Piąty załogowy Dragon

SpaceX ma w tym momencie cztery kapsuły załogowe : Endeavour, Resilience, Endurance oraz Freedom. Jednak do lotu CREW-10 zaplanowano użycie nowej kapsuły. I produkcja tejże się trochę opóźnia co spowodowało że NASA przesunęła lot CREW-10 na najwcześniej koniec marca 2025, ale niewykluczone że wszystko się jeszcze bardziej opóźni. A to powoduje także opóźnienie w powrocie CREW-9. A jak wiecie tą misją mają wracać astronauci Boeinga. Czyli ten kilkudniowy pobyt na ISS jaki mieli zaplanowany ma szansę stać się pobytem z dwucyfrową liczbą miesięcy. Ciekawe co ich żony / mężowie czy co on/ona tam mają myślą o tej sytuacji? Jestem pewien że gdyby firma wysłała mnie na tygodniowy wyjazd biznesowy w trakcie którego okazało by się że nie wrócę przez 10 miesięcy, to moja żona by nie była zbyt szczęśliwa… Ale takie życie pilotów doświadczalnych, w sumie powinni się cieszyć że mają spore szanse wrócić żywi na ziemię (choć gdyby jednak byli wsiedli do Starlinera i polecieli to już dawno byli by na ziemi).

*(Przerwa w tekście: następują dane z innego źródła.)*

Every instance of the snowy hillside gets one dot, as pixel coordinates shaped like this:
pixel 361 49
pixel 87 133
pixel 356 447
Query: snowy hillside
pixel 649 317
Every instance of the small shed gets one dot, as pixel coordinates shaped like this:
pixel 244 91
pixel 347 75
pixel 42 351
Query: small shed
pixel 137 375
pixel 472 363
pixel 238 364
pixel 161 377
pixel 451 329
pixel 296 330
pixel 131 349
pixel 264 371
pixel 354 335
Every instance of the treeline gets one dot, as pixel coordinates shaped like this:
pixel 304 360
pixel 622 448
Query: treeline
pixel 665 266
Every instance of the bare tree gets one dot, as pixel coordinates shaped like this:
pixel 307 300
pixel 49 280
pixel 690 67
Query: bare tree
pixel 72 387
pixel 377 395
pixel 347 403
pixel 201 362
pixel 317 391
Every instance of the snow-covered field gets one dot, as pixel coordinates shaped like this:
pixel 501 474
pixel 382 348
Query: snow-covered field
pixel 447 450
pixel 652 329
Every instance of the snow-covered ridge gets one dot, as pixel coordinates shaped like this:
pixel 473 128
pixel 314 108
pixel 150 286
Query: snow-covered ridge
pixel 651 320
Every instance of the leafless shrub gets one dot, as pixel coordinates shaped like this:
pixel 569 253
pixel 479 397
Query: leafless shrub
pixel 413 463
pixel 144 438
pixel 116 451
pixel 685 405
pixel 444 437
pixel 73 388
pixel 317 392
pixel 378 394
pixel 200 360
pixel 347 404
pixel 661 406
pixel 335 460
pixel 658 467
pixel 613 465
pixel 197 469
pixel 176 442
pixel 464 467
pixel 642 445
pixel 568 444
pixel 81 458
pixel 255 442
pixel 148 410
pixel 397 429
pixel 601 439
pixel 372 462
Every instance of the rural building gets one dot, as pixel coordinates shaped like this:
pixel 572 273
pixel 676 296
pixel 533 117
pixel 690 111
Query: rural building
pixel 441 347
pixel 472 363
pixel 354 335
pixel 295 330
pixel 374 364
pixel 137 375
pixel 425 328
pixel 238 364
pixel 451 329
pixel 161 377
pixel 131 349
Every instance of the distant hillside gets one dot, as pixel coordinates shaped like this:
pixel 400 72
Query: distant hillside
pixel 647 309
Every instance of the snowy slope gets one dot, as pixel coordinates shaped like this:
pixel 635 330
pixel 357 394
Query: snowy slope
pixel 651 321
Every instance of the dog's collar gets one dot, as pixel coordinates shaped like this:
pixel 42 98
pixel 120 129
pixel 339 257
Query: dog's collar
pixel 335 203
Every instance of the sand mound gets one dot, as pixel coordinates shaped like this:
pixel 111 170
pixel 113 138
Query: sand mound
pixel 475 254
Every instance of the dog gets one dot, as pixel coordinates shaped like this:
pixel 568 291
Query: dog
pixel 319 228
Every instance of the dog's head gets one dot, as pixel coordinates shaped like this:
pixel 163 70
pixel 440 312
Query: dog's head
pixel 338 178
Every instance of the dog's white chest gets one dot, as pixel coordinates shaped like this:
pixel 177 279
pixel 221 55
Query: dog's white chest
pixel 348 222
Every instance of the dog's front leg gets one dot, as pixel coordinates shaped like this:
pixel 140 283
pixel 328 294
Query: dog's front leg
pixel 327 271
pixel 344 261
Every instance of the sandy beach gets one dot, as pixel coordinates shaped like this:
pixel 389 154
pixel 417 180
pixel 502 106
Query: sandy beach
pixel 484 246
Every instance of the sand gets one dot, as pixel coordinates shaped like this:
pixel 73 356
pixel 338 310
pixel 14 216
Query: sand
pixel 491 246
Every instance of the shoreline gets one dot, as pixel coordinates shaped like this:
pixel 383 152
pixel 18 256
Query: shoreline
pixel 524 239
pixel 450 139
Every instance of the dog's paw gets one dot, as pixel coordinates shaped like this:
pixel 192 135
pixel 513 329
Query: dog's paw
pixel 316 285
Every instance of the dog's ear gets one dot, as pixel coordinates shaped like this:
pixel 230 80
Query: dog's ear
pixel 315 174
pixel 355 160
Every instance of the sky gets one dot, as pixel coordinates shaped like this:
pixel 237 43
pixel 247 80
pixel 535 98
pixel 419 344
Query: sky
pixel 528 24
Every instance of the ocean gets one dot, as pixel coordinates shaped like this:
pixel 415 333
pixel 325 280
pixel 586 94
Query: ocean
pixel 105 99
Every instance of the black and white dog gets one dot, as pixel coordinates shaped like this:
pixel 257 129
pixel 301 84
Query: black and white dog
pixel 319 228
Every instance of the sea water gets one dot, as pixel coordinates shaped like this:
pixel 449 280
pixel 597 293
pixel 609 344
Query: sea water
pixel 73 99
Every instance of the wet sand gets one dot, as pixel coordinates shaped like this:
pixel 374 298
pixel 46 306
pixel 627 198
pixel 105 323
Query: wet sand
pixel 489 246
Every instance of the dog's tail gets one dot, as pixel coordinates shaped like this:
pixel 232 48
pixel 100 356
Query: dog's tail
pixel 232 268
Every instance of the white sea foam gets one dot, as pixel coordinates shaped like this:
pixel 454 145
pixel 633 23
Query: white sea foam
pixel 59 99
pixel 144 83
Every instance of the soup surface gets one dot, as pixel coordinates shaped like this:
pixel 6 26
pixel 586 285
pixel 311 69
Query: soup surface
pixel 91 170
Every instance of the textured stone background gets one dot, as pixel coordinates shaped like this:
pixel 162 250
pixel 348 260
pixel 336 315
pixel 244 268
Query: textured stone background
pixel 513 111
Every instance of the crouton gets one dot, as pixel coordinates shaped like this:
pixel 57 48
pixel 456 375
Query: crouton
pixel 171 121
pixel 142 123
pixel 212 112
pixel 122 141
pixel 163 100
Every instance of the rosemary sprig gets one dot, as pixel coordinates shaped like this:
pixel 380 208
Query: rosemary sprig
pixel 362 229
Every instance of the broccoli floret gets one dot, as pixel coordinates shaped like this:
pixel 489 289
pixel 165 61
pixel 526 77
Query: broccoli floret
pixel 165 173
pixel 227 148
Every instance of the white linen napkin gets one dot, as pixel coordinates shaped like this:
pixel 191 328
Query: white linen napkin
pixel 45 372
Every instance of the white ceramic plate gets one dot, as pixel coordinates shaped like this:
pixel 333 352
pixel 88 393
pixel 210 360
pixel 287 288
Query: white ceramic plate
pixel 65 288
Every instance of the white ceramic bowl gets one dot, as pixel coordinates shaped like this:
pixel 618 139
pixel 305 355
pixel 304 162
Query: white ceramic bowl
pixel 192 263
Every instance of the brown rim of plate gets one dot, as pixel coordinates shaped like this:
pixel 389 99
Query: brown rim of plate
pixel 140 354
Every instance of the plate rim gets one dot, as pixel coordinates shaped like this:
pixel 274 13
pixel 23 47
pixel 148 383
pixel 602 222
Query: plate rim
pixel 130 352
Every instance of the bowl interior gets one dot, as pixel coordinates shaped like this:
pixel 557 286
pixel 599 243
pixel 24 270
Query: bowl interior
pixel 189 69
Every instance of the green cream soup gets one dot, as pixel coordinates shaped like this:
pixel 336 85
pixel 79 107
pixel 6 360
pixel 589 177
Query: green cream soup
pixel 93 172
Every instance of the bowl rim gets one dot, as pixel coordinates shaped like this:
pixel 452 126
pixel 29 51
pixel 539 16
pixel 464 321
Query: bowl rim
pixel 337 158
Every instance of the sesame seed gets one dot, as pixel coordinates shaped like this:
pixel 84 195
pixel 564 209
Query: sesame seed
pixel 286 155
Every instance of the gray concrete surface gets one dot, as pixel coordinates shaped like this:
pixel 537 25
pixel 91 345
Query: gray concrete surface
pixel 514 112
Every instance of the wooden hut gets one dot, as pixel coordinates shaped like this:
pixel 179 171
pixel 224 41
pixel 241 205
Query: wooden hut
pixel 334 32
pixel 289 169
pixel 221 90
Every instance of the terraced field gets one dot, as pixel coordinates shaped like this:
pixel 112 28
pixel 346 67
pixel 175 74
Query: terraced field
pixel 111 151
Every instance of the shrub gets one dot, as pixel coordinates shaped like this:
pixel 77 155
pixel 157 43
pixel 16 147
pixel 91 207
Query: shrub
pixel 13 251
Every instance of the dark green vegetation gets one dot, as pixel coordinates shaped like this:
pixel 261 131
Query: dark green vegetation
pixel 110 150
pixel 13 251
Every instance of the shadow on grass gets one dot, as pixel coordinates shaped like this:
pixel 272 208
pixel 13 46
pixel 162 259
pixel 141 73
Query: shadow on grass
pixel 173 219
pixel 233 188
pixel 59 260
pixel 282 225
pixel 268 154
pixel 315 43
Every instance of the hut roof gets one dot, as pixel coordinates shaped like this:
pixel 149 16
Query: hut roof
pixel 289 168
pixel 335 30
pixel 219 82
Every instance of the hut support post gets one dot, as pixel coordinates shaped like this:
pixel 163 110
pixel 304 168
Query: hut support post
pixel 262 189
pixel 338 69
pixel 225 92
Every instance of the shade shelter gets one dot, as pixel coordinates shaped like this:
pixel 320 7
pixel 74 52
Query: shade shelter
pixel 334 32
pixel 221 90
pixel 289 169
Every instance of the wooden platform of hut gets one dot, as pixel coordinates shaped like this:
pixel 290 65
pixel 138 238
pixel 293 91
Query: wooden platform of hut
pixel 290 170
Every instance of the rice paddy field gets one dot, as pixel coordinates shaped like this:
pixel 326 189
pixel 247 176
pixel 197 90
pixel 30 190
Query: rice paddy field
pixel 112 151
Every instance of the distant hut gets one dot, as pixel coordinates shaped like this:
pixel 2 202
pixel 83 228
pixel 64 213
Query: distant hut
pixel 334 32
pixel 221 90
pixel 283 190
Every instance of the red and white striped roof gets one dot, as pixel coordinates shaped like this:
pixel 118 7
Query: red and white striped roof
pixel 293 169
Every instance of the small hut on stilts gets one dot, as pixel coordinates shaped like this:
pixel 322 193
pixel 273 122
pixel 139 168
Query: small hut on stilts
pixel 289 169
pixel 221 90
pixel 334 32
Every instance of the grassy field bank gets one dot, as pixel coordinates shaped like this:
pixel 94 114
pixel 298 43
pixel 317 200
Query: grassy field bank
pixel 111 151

Nadal nie ma żadnych wiadomości o tym co Boeing planuje dalej. Czy rzucą ręcznik i wycofają się z programu lotów komercyjnych do ISS, czy zainwestują następne setki milionów. Boeing obiecywał że podejmie decyzję do końca roku ale pewnie nadal trwają negocjacje z NASA, które pewnie znacząco skomplikowały wydarzenia polityczne tego roku.

Moje przypuszczenia są dość proste – Boeing i NASA nie dojdą do porozumienia i NASA zażąda powtórzenia OFT-2 na co Boeing wycofa się z kontraktu. Boeing będzie miała kilka dodatkowych Atlas V do utylizacji i wielki problem co z nimi zrobić z uwagi na bardzo nietypową konfigurację + zamknięcie linii produkcyjnej przez ULA. Jedna z tych rakiet pewnie skończy w muzeum – bo nie dość że rakieta to i kapsuły będą dostępne. Pozostałe – trudno powiedzieć. Gdyby nie wielkie zmiany w styczniu, to przewidywał bym że wojsko odkupi je od Boeinga za jakieś zdumiewająco wygórowane pieniądze by wysłać na nich jakieś satelity które akurat będą super pasowały do takiej konfiguracji. A potem da ULA następne zdumiewająco wygórowane pieniądze by zmodyfikować te Atlas V / wznowić produkcję tego co tam potrzebne. Ale nadchodzą zmiany i wszyscy się teraz boją więc nie spodziewam się że coś takiego nastąpi. Więc raczej spodziewam się że te 6 Atlas V po prostu nie da się sprzedać nikomu i rakiety pójdą do muzeów.